M&A: Abbreviation for mergers and acquisitions.

marginal tax rate: Additional taxes owed per dollar of additional income.

market index: Measure of the investment performance of the overall market.

market portfolio: Portfolio of all assets in the economy. In practice a broad stock market index, such as the Standard & Poor`s Composite, is used to represent the market.

market risk: Economywide (macroeconomic) sources of risk that affect the overall stock market. Also called systematic risk.

market risk premium: Risk premium of market portfolio. Difference between market return and return on risk-free Treasury bills.

market value added: Market value of equity minus book value.

market-value balance sheet: Financial statement that uses the market value of all assets and liabilities.

maturity premium: Extra average return from investing in long versus short-term Treasury securities.

merger: Combination of two firms into one, with the acquirer assuming assets and liabilities of the target firm.

MM dividend-irrelevance proposition: Theory that under idea conditions, the value of the firm is unaffected by dividend policy.

MM`s proposition I (debt irrelevance proposition): The value of a firm is unaffected by its capital structure.

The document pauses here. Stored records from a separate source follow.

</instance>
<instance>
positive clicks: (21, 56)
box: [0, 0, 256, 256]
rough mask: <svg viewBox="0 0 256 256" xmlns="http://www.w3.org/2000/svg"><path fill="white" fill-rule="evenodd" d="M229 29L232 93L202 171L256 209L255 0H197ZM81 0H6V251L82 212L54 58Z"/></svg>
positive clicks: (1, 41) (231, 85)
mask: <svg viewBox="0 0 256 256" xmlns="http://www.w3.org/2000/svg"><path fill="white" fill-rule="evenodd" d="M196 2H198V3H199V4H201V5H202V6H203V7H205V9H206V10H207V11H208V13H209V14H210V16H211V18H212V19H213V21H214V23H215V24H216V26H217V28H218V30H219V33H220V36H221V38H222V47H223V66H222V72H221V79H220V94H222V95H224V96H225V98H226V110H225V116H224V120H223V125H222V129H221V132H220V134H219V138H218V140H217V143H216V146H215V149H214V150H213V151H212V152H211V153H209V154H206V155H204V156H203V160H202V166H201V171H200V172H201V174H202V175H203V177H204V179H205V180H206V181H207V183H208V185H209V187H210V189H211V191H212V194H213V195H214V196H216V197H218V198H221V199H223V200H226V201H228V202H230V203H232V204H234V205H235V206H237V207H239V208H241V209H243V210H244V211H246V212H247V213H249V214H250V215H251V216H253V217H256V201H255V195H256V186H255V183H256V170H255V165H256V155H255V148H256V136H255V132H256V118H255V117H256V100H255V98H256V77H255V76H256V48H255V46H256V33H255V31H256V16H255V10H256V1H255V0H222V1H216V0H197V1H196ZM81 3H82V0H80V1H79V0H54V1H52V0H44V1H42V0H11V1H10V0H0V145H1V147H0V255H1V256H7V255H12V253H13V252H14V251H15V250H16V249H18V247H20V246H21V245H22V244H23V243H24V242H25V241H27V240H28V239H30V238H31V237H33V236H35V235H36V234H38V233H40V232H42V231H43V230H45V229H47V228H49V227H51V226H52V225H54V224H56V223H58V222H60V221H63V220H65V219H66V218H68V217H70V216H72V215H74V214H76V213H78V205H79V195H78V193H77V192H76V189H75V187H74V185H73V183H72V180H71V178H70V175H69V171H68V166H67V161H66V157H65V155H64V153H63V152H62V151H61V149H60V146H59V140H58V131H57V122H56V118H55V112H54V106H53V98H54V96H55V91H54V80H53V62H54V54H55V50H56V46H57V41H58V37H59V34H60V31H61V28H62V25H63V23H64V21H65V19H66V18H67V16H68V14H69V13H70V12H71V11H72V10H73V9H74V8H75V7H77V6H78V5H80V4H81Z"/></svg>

MM`s proposition II: The required rate of return on equity increases as the firm`s debt-equity ratio increases.

Modified Accelerated Cost Recovery System (MACRS): Depreciation method that allows higher tax deductions in early years and lower deductions later.

money market: Market for short-term financial assets.

mutually exclusive projects: Two or more projects that cannot be pursued simultaneously.

net float: Difference between payment float and availability float.

net present value (NPV): Present value of cash flows minus initial investment.

net working capital: Current assets minus current liabilities.

net worth: Book value of common stockholders` equity plus preferred stock.

nominal interest rate: Rate at which money invested grows.

NPV: See net present value.

NYSE: New York Stock Exchange.

open account: Agreement whereby sales are made with no formal debt contract.

operating leverage: Degree to which costs are fixed.

operating risk (business risk): Risk in firm`s operating income.

opportunity cost of capital: Expected rate of return given up by investing in a project.

opportunity cost: Benefit or cash flow forgone as a result of an action.

OTC: See over-the-counter.

outstanding shares: Shares that have been issued by the company and are held by investors.

over-the-counter (OTC): Shares traded off an organized exchange Also used to refer to the Nasdaq market.

par value: Value of security shown on certificate.

partnership: Business owned by two or more persons who are personally responsible for all its liabilities.

payback period: Time until cash flows recover the initial investment of the project.